Quantum phases of lattice dipolar bosons coupled to a high-finesse cavity

TL;DR

This paper investigates the quantum phases of dipolar bosons in optical lattices coupled to a high-finesse cavity, revealing enhanced solid and supersolid phases through quantum Monte Carlo simulations, with implications for experimental realization.

Contribution

It provides the first unbiased numerical study of combined dipolar and cavity-mediated interactions leading to novel quantum phases.

Findings

Checkerboard solid phase is enhanced.

Checkerboard supersolid phase exists over a wide density range.

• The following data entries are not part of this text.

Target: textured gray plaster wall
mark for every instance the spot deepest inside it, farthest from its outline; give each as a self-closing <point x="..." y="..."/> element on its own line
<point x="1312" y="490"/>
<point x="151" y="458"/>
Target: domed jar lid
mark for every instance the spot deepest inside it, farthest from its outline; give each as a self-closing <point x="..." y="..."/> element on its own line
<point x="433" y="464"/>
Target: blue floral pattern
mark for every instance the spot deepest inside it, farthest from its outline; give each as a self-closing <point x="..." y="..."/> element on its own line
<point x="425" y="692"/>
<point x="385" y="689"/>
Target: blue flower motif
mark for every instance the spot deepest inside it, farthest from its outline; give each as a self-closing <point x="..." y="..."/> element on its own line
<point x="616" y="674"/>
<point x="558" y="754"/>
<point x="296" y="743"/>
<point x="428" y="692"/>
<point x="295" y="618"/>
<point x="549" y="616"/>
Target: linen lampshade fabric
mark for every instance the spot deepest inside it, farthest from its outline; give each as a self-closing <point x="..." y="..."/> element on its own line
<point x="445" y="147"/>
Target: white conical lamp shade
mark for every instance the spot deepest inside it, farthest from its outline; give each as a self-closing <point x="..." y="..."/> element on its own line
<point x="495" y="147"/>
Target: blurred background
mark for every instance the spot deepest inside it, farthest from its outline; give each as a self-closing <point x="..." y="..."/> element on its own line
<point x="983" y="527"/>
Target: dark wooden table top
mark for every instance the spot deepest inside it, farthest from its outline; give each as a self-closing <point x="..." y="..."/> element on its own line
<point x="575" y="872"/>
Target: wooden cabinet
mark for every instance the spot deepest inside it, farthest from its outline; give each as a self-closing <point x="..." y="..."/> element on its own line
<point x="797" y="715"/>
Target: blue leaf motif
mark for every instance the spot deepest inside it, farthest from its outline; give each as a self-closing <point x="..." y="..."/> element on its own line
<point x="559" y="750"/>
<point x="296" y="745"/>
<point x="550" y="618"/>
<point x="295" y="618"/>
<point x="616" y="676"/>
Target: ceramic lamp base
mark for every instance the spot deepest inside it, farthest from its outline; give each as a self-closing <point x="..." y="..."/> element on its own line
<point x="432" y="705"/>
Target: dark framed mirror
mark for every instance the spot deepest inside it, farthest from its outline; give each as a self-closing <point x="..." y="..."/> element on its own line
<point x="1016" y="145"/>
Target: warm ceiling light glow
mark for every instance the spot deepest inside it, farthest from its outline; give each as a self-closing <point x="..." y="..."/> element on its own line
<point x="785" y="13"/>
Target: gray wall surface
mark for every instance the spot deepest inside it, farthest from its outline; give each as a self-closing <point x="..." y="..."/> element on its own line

Results suggest experimental feasibility with magnetic atoms.

Abstract

Two types of long range interactions, dipolar interaction and cavity-mediated interaction lead to exotic quantum phases. Both interactions have been realized and observed in optical lattice setups. Here, we study quantum phases of dipolar bosons trapped in optical lattices and coupled to a high-finesse cavity where both dipolar interaction and cavity-mediated interaction coexist. We perform quantum Monte Carlo simulations, and find that the checkerboard solid is enhanced and the checkerboard supersolid phase can exist in a wide range of densities (e.g. $ 0.27\lesssim n\lesssim0.73 $). Our unbiased numerical results suggest that both solid and supersolid phases can be achieved experimentally with magnetic atoms coupled to a cavity.